Der ukrainische Präsident Wolodymyr Selenskyj hat in einer Erklärung den entscheidenden Faktor benannt, der die Entscheidung der russischen Führung zum Ende der Kampfhandlungen beeinflussen könnte. Nach Ansicht des ukrainischen Staatschefs ist nur eine Bedrohung für Moskau selbst der einzige Hebel, der Wladimir Putin dazu zwingen könnte, die Aggression zu stoppen.

Der Mythos der „Liebe“ zur Krim

Der Staatschef kritisierte die Rhetorik des Kremls bezüglich der Krim scharf. Selenskyj betonte, dass alle Worte Putins über seine „zärtlichen Gefühle“ für die Halbinsel nicht der Realität entsprechen. Der ukrainische Präsident ist der Ansicht, dass der russische Führer die tatsächliche Lage auf der Krim und im Osten der Ukraine eigentlich gar nicht kennt.

„Nur die Insel Moskau, nicht die Krim, kann Putin zum Ende der Kampfhandlungen zwingen“, erklärte Selenskyj. Er fügte hinzu, dass die Informationen, mit denen Putin operiert, auf die Berichte seiner Offiziere beschränkt sind und nicht auf ein reales Verständnis der Lage basieren.

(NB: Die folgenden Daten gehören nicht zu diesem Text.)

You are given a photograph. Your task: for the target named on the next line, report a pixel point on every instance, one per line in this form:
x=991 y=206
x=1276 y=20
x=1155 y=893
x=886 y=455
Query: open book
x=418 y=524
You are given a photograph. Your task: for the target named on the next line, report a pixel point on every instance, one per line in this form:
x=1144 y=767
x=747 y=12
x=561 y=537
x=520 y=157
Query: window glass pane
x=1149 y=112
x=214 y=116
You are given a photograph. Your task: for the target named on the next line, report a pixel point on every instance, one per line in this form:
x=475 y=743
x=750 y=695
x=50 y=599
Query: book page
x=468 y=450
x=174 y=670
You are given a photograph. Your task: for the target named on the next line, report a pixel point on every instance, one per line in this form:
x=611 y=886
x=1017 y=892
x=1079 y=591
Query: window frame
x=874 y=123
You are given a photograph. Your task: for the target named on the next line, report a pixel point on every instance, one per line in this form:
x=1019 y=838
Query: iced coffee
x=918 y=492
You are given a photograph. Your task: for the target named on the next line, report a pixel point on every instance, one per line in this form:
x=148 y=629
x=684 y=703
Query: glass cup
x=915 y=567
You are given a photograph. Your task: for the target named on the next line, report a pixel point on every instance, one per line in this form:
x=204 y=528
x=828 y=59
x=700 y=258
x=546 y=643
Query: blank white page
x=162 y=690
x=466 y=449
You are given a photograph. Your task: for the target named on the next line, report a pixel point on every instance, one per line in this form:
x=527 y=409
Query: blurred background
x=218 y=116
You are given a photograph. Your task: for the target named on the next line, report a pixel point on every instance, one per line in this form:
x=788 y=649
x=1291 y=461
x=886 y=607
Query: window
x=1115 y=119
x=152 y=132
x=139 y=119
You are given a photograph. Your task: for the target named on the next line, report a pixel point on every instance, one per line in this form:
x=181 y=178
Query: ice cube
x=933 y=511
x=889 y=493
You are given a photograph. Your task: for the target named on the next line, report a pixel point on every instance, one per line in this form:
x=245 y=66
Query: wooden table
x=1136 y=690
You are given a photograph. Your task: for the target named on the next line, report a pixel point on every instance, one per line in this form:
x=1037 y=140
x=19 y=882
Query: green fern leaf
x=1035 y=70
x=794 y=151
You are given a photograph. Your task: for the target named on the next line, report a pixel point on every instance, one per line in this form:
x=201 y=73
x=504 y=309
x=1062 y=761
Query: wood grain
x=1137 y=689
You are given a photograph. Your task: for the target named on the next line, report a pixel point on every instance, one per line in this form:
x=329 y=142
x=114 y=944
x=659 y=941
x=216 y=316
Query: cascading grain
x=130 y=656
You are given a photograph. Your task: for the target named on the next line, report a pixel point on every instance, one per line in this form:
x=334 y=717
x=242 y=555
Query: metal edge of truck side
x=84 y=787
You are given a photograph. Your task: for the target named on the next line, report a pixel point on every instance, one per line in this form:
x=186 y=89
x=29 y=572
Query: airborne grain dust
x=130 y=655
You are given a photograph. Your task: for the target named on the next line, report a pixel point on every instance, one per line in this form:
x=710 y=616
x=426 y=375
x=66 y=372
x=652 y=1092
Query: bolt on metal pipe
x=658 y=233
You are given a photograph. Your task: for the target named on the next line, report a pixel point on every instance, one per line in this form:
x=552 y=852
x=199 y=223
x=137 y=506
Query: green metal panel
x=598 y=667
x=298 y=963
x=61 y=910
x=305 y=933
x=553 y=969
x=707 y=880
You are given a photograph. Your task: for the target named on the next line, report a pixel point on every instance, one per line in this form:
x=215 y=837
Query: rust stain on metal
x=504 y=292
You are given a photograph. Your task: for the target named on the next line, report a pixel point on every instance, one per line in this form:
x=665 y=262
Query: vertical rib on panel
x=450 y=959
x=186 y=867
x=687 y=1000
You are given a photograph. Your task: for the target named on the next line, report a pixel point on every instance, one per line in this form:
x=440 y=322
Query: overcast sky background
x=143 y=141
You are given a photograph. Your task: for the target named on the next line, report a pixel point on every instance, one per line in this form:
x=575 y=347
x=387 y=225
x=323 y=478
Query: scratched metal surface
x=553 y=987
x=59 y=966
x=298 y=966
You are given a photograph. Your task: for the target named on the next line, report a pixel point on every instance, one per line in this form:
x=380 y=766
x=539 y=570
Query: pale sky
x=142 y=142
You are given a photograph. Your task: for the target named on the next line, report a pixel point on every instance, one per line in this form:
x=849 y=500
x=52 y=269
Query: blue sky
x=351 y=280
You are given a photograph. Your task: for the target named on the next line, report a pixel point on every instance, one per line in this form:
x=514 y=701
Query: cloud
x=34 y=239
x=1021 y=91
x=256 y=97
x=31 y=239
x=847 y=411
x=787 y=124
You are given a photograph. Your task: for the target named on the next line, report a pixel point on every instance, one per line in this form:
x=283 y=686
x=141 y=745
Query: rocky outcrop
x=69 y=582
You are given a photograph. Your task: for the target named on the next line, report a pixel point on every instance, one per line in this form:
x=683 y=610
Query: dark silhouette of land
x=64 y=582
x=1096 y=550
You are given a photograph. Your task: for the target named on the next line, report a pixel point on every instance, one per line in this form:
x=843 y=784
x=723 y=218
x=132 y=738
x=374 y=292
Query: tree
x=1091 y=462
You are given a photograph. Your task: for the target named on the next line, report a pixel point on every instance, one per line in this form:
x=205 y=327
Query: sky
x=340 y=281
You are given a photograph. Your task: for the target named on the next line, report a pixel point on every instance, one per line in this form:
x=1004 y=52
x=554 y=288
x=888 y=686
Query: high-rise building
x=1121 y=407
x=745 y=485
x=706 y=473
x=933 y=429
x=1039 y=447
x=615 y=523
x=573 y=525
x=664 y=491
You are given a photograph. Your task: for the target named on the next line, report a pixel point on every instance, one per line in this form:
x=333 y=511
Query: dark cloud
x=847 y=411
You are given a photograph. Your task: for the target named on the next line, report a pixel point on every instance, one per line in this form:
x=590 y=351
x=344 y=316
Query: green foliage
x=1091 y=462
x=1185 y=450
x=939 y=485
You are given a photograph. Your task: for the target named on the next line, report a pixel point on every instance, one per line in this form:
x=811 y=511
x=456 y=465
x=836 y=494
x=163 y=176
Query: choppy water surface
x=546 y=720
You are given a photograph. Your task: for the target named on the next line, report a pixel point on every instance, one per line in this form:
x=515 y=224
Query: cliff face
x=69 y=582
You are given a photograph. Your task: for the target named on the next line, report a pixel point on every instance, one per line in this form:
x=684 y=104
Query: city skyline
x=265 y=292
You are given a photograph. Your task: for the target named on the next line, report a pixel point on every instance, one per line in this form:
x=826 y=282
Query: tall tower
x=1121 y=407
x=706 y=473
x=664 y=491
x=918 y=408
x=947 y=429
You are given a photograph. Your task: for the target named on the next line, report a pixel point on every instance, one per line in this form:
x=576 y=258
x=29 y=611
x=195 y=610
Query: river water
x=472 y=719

Der Bedarf an einer „Verkaufsoffensive“ für den Sieg

Wolodymyr Selenskyj analysierte zudem die Motivation der russischen Führung. Nach seinen Worten hat der Diktator einen dringenden Bedarf, Erfolge zu demonstrieren, um die innere Unterstützung zu festigen. Da es keine echten militärischen Erfolge an der Front gibt, versucht der Kreml, dies durch aggressive Erklärungen und Einschüchterung zu kompensieren.

„Er muss seiner Gesellschaft einen großen Sieg verkaufen. Es gibt keinen Sieg. Es wird keinen Sieg geben“, fasste der ukrainische Staatschef zusammen und wies auf die Kluft zwischen der propagandistischen Rhetorik und der tatsächlichen Lage hin.